# Custom rate for big squares?



## haybaler101

Hey guys, what is everybody thinking for custom baling rates for big squares. I bought my 3X3X8 baler mid-season last year and did not do much custom work with it. It is a new process in my area, all round bales until some idiot breaks the bank and buys a big square. What little I did last year, I charged $8/bale.


----------



## TBrown

We are at $10 for 3x3x8 with no complaints yet. We may encounter some this year with lower fuel cost. We are just like you though. No one else in the area for competition.


----------



## Jason B

I was charging $1.10 a foot last year but 2 years before I was at $1.00. Last year I had to raise the price because of fuel.
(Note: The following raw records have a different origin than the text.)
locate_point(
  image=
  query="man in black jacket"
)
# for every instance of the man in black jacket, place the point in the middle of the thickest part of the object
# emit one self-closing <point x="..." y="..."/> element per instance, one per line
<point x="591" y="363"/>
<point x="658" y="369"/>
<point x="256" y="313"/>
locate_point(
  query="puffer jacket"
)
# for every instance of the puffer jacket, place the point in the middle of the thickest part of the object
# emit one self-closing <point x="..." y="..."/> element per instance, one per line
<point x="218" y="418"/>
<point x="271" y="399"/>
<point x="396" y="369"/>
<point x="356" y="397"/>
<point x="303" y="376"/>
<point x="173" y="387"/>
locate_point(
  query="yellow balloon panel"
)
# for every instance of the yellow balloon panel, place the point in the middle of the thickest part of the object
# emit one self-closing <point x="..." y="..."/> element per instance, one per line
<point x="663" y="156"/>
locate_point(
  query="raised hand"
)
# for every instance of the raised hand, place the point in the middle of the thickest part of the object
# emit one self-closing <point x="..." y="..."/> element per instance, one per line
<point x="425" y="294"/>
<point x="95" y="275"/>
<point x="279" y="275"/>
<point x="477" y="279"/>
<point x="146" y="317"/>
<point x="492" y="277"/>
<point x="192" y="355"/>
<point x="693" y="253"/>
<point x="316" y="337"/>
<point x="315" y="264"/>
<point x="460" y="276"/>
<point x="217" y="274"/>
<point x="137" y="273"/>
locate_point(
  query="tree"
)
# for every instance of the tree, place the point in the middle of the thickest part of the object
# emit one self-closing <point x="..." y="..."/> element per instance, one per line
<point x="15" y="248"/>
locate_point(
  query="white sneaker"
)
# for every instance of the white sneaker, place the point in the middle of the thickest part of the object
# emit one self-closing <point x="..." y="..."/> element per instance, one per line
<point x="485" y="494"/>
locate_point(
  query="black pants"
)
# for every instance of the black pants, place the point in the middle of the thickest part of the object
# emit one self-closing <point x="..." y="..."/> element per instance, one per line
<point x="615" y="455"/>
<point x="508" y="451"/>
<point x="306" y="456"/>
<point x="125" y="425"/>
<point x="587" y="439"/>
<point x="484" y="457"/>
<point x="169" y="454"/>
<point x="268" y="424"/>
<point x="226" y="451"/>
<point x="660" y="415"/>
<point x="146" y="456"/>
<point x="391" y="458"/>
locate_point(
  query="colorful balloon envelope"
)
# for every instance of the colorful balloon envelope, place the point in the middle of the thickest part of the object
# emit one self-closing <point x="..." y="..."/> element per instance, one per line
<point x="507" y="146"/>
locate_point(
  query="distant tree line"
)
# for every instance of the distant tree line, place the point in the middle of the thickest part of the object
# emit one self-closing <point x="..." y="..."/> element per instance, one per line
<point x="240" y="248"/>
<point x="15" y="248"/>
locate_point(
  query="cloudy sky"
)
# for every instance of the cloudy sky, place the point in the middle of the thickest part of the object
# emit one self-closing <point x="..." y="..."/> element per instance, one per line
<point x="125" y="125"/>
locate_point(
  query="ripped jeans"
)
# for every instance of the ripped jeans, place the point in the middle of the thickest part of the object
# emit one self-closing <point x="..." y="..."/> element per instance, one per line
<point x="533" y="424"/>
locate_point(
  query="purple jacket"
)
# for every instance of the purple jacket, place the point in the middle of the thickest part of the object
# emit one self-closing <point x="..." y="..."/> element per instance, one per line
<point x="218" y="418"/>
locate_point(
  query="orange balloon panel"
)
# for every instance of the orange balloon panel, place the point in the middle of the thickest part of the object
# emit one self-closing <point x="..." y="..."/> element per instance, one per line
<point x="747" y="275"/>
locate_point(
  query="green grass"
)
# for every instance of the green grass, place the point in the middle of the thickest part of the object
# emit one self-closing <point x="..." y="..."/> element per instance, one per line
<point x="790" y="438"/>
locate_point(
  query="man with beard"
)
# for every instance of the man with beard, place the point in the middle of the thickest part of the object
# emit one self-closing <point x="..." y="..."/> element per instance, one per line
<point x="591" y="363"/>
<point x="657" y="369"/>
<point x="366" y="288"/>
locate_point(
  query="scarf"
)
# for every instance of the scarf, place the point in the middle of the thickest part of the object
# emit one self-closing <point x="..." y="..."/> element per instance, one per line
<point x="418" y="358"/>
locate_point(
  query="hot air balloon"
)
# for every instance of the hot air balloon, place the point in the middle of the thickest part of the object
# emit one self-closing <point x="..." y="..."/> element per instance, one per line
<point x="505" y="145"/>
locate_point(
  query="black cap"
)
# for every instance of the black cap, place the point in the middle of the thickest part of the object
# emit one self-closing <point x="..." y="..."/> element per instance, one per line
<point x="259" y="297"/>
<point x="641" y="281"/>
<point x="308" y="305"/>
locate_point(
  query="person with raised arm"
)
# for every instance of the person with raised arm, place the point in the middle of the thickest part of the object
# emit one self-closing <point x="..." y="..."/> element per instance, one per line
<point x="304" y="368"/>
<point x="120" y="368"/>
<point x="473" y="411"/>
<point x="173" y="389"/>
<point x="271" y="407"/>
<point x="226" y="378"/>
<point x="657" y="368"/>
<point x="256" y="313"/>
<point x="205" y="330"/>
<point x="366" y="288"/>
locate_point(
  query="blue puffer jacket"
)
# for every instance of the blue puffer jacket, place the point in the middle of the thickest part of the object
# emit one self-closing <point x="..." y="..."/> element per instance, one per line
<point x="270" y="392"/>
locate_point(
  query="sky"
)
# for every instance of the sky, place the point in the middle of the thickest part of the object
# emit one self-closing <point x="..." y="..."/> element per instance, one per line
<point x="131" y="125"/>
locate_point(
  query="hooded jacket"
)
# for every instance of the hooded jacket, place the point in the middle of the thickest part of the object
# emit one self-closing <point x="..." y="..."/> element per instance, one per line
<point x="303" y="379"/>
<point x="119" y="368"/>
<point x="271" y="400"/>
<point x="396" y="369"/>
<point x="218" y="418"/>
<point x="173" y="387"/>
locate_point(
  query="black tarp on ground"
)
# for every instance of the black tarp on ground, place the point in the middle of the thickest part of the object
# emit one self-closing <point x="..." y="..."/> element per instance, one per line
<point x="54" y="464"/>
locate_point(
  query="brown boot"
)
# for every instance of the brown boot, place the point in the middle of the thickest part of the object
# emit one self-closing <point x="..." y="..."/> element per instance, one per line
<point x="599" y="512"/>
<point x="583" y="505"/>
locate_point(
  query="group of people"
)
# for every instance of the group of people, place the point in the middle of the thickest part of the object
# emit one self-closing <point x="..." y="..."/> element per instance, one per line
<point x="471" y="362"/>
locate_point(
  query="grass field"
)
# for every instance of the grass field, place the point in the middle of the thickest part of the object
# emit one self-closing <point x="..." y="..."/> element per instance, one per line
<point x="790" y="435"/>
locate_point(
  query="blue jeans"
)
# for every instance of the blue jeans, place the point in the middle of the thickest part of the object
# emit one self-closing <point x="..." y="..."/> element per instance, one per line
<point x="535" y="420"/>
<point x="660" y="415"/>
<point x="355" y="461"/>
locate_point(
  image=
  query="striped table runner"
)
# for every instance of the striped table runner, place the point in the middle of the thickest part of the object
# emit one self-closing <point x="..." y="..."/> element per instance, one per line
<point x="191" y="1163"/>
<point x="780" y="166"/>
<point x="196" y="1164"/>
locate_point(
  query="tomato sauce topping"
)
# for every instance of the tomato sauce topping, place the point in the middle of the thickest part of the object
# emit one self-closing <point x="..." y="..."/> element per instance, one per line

I think I will charge the same this year $1.10.


----------



## JD4755

We have tons of competition in this area..and some guys are cheap cheap cheap..but you get what you pay for with those folks. 15.50 per 4x4x8 bale..includes raking, 4.50 to stack, dont recall what we're at for swathing..i want to say 12-13 per acre


----------



## Jason B

The $1.10 is for a 3x3 big squares. And $17.00 for hay cutting and raking was around $10.00 any acre. I also have alot of competition in this area. I have one big square baler and alot of the competition have 2 balers. Each year I get more and more customers this year I have a new Hesston roto cut so I think I will get a few more.


----------